Announcing PhotonIQ: The New AI CDN For Accelerating Apps, APIs, Websites and Services

Advantages and disadvantages of NoSQL

Chapter 2 of Distributed Data

Databases come in many shapes and sizes, but there are two primary flavors to choose from: the traditionally used relational model (which stores structured data in related tables) and the relatively recent non-relational model (which stores semi-structured data in files). If you’ve been looking for a database model that allows storing unrelated data, NoSQL just might be your ticket. This chapter will focus on the pros and cons of using NoSQL so you can decide whether it is the right fit for your organization.

When building applications or opting for Macrometa's ready-to-go industry solutions, it is important to have a deep understanding of the underlying technological possibilities. This knowledge serves a dual purpose: assisting you in making informed decisions when selecting technologies and empowering you to effectively scale and accommodate new business use cases once the technology is implemented. Databases play a pivotal role in extracting value from data, propelling your business forward and enabling strategic growth.

Before diving in, let’s get some basics out of the way. Short for "Not Only SQL," NoSQL is a database management system for managing large volumes of distributed data. Typically, these systems avoid enforcing any fixed schema over the data being managed. NoSQL was introduced as an alternative to traditional SQL databases to solve several key challenges; speed, scalability, and availability.

The advent of big data found tech giants like Amazon, Google, and Facebook struggling to manage and store unprecedented amounts of data. They were forced to ask and then address some profound questions:

  • How can we match our customers' speed when storing, retrieving, or reorganizing data?
  • How can we reduce the time spent maintaining massive databases?
  • How can we lower the cost of hardware?
  • How can we leverage clusters of cheap, commodity hardware on the cloud to replace individual, leviathan database servers?

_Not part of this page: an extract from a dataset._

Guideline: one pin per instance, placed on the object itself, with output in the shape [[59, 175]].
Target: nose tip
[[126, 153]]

NoSQL databases were the industry's answer to many of these questions. If your organization has been asking the same questions, NoSQL may be worth considering.

Summary of key concepts

Traditional database models use a relational approach to storing data. Also sometimes referred to as "SQL databases" — for Structured Query Language, the programming language used to work with them — these models excel at storing data as efficiently as possible. They are called “relational” because data gets stored in tables that have relationships between them.

SQL-based databases have many advantages but also some drawbacks. They require a lot of resources to ensure compliance with Atomicity, Consistency, Isolation, and Durability (ACID) principles. They are not built to distribute tables across multiple nodes, so scaling is another challenge. The only way to scale SQL-based databases is by adding more processing power to the server (vertical scaling). As mentioned, relational queries use SQL, a standard, safe and versatile language that has been around for 40+ years and allows for complex joins. However, this language requires a good understanding of how data is structured.

NoSQL was purpose-built to bypass many of these limitations. It leaves the task of enforcing referential integrity to developers, using a less restrictive consistency model called BASE, which stands for Basically Available Soft-state Eventually-consistent. This model does not enforce any schema on data. NoSQL leverages cluster management software and distributes data across multiple smaller machines. New machines can be added to the cluster as needed, allowing the databases to grow via horizontal scaling. NoSQL lacks any standard query language and relies on easy-to-use, database-specific APIs.

The following table summarizes the differences between SQL and NoSQL.

SQLNoSQL
AvailabilitySingle point of failureRedundant and highly available
ConsistencyStrongly consistentEventually consistent
ScalingScales verticallyScales horizontally
SchemaSchema is fixedSchema is flexible
ShardingManually codedBuilt-in
LanguageUses SQLUses custom APIs
Transaction ModelACID modelTypically uses BASE model, although some now offer ACID as well

Pros of NoSQL

Now that we have some understanding of how NoSQL databases differ from SQL-based systems, let’s dive a bit deeper into the Pros of NoSQL.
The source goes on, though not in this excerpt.